A truly wise solution will be to find some way to reduce (by means of amendments) electoral rules at least to the same principles enshrined in the U.S. Constitution. It will be a significant step in the development of whole U.S. voting system.
The change in the electoral system in the United States in the context of bringing it to the parameters of a direct vote is objectively necessary for the moment. Currently, there are positive and negative aspects of the existing system. While the majority of the U.S. population, according to the latest opinion poll, agree that changes in the American electoral system must be done, it would be extremely difficult to do this, especially in financial terms. Appropriate changes to the Constitution must be ratified by state legislatures, which are unlikely to wish to part with their electoral potential. Lawrence Norden concludes, “To reduce the kinds of problems that cause lost votes, voting system vendors should be required to report both voting system failures and vulnerabilities they have knowledge of”.
In American elections, there is also a problem with the financing of various candidates. Therefore, tt is necessary to provide for public financing for small parties in at least a small amount, as there exists a procedure today in which candidates from third parties or non-partisan candidates must receive at least 5% of votes in the previous presidential election in order to get the State's financial assistance to participate in the election campaign.

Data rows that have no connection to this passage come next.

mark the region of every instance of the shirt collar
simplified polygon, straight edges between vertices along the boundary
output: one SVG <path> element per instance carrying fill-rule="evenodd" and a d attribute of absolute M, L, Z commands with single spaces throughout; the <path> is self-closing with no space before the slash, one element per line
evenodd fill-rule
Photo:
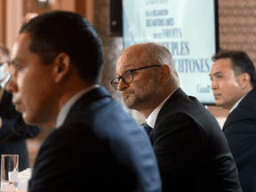
<path fill-rule="evenodd" d="M 230 109 L 229 113 L 231 113 L 241 102 L 241 100 L 246 96 L 247 94 L 244 95 L 238 101 L 236 101 L 236 103 L 235 103 L 235 105 L 232 107 L 232 108 Z"/>
<path fill-rule="evenodd" d="M 56 128 L 59 128 L 60 127 L 68 114 L 68 111 L 70 110 L 71 107 L 83 96 L 84 95 L 85 93 L 87 93 L 89 91 L 91 91 L 92 89 L 93 88 L 96 88 L 96 87 L 100 87 L 99 84 L 93 84 L 92 86 L 89 86 L 85 89 L 83 89 L 81 90 L 79 92 L 77 92 L 76 94 L 75 94 L 66 104 L 65 106 L 61 108 L 60 112 L 59 113 L 58 115 L 58 117 L 57 117 L 57 121 L 56 121 Z"/>
<path fill-rule="evenodd" d="M 179 88 L 179 87 L 178 87 Z M 177 89 L 178 89 L 177 88 Z M 158 113 L 160 111 L 160 109 L 162 108 L 162 107 L 164 105 L 164 103 L 167 101 L 167 100 L 172 95 L 172 93 L 177 90 L 175 89 L 172 92 L 171 92 L 170 95 L 168 95 L 163 101 L 162 103 L 157 106 L 156 108 L 155 108 L 155 110 L 149 115 L 149 116 L 147 118 L 146 123 L 147 124 L 148 124 L 150 127 L 152 127 L 154 129 L 156 121 L 156 117 L 158 116 Z"/>

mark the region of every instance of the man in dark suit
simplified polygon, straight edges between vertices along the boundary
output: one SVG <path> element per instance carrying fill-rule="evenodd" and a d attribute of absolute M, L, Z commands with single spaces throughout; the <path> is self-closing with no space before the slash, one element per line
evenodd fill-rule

At the same time, proposed by the Republican and Democratic parties, get a substantial amount of money on the presidential election campaign automatically. The idea of a treaty between states to achieve the goals of the plan nationwide general elections should be supported by all of the United States in order to achieve the integrity and effectiveness of the national electoral system of the United States of America. Smikle Basil stated, “The nation should move toward interstate uniformity of voting methods and registration incorporating technologies and systems we already use in our everyday lives” (Everyday Solutions to a Regular Problem). Lastly, knowing the weaknesses of the electoral system is just as valuable as the recognition of its merits.